Apesar dos avanços, muitas mulheres ainda temem em revelar seus relacionamentos. Esta dificuldade é sentida todos os dias por estas mulheres, que querem apenas viver sua história de amor com a companheira. Viviane (nome fictício), de 26 anos, namora há sete, anos. A primeira dificuldade foi lidar com a mãe, que não aceitou o fato de a filha namorar outra menina, que na época tinha 16 anos. Ela até pediu que a filha fosse morar com o irmão em outra cidade. Depois de oito meses, Viviane recebeu a visita da mãe, que disse que a amava do jeito que ela era e pediu que voltasse para casa.

Esta barreira foi superada, mas Viviane ainda precisa lidar com outras dificuldades.
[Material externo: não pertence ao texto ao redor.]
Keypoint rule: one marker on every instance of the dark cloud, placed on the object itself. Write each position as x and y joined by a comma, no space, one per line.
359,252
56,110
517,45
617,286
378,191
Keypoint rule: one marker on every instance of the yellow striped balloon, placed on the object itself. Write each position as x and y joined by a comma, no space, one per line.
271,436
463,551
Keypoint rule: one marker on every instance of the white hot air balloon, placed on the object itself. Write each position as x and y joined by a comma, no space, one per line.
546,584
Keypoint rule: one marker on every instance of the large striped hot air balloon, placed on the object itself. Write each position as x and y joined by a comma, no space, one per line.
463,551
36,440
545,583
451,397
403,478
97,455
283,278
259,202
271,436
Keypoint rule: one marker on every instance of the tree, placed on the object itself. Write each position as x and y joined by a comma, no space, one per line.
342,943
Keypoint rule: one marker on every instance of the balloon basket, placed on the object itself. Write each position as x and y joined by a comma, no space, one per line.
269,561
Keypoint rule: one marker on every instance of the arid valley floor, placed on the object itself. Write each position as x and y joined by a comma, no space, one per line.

Há cerca de cinco meses, ela estava com a namorada em uma festa em um camarote dentro de uma casa noturna. Ao lado, estavam cinco casais heterossexuais. “Em determinado momento da festa, todas as mulheres saíram do camarote do lado. Só ficaram os homens. Eu estava com a mão na cintura da minha namorada. Um dos homens bateu no meu braço e falou: ‘Deixa a morena aí pra nós’. Eu olhei com cara feia, mas não respondi. Quando ele encostou no meu braço de novo e passou a mão na minha namorada, eu perdi a cabeça diante de uma falta de respeito tão grande. Comecei a xingá-lo e a minha namorada pedia para eu parar”, lembra.

Mas toda a situação foi apaziguada por uma pessoa próxima. “Uma prima da minha namorada, que nunca tinha se manifestado a favor ou contra o nosso relacionamento, deu um baita sermão no cara. Foi uma situação de dois extremos, um homem sendo machista e preconceituoso, e uma pessoa da nossa família nos defendendo com unhas e dentes”, comenta.
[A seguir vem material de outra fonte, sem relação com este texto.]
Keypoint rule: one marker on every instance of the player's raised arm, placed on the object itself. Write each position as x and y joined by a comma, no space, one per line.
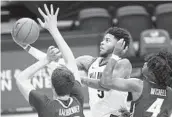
50,24
114,74
23,79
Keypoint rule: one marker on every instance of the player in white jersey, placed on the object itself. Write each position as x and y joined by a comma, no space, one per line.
103,102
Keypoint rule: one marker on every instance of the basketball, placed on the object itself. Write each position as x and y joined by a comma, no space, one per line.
25,31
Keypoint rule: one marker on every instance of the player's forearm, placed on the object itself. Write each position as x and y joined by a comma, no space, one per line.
108,71
30,71
93,83
63,46
35,52
107,75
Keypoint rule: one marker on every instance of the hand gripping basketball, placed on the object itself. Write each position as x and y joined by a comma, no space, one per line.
50,19
53,54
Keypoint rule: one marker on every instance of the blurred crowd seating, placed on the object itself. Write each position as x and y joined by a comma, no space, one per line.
150,33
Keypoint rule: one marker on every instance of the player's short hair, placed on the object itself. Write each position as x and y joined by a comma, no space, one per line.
62,80
120,33
159,65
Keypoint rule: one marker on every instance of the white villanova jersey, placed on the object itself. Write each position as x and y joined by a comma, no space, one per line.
104,103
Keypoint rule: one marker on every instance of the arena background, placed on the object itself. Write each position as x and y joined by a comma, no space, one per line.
83,32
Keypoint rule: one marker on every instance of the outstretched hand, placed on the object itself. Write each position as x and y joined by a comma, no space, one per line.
53,54
50,18
120,48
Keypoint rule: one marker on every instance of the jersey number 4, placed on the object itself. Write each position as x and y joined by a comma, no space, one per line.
155,108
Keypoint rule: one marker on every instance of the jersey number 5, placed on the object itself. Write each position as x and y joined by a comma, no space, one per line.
100,94
155,108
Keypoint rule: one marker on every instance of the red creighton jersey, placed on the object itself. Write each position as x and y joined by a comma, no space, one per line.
46,107
154,101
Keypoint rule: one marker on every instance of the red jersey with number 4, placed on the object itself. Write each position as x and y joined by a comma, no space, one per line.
154,101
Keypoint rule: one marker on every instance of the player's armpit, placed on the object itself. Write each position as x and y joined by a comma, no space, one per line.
38,100
127,85
35,52
122,69
84,62
93,83
25,88
115,69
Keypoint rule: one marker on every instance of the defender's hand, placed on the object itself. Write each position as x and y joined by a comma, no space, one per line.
50,18
53,54
19,43
119,48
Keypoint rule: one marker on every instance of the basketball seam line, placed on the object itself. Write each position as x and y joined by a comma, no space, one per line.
21,27
28,33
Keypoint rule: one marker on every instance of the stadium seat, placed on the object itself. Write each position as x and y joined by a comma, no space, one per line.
135,19
94,19
154,40
163,15
131,50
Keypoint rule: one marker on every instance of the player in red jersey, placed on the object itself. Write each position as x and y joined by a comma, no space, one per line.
62,79
151,97
68,96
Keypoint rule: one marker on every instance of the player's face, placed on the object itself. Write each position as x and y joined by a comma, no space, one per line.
107,45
Andréia (nome fictício), de 22 anos, sempre manteve seus namoros escondidos. Pais e irmãos sabem sobre a sua orientação sexual, mas o restante da família nem imagina que ela se relaciona com mulheres. “Minha última namorada tinha mais problemas com a família do que eu. Ela escondia até da mãe”, relata. Para Andréia, a maior dificuldade ainda está com a reação das outras pessoas. “Nunca sofri nenhum assédio ou violência em público, mas isso porque eu também não tenho muita coragem de fazer nada”, declara.
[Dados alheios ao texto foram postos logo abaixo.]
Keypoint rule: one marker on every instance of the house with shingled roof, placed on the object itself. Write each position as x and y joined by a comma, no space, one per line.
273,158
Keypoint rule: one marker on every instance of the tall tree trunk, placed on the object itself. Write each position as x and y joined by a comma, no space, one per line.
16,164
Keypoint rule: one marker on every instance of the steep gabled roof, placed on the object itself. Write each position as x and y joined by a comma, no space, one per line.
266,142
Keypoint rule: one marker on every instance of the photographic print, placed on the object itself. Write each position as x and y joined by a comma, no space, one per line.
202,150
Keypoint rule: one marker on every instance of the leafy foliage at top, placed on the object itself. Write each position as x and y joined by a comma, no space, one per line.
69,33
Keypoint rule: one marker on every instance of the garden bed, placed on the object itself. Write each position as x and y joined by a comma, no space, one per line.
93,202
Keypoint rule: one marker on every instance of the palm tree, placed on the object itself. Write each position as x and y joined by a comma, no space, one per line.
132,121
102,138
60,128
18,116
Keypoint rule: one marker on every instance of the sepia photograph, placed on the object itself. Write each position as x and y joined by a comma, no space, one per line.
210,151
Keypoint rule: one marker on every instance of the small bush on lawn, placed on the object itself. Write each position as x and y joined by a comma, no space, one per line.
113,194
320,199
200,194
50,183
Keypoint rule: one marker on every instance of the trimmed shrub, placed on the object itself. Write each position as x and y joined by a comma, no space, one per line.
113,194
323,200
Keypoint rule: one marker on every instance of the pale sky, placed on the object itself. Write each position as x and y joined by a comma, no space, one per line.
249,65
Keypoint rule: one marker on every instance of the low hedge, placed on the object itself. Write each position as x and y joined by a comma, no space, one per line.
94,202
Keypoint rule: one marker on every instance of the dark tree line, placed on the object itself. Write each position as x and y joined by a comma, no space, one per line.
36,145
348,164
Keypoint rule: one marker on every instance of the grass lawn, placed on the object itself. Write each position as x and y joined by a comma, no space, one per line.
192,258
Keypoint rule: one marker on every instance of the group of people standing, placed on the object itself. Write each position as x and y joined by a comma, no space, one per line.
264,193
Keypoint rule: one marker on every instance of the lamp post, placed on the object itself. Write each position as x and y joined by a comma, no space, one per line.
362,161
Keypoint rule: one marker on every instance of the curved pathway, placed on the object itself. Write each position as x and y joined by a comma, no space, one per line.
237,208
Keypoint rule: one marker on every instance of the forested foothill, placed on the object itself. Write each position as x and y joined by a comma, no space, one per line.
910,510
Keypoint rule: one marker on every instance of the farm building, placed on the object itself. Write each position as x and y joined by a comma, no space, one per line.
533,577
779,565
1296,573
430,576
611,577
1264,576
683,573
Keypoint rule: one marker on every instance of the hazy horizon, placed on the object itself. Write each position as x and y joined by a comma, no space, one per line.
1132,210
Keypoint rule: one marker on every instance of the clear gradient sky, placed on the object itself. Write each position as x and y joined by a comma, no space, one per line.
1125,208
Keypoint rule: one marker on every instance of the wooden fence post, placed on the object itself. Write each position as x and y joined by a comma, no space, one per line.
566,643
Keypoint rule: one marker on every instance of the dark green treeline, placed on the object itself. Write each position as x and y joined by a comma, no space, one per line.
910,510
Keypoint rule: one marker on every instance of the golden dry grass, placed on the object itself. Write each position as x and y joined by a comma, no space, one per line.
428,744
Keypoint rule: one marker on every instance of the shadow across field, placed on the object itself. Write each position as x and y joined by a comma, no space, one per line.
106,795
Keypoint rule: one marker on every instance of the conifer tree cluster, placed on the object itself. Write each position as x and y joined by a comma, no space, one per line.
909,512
Para ela, iniciativas como a de Daniela Mercury, em assumir um relacionamento publicamente, ajudam na batalha contra o preconceito. “Ela ser famosa (e, principalmente, ser ‘feminina’) faz muita diferença, mas não deixa de ser complicado mostrar sua cara assim e assumir a homossexualidade. De qualquer forma, eu acho importante. Quanto mais ídolos nossos se assumirem, mais as pessoas vão aprender a encarar com naturalidade”, avalia.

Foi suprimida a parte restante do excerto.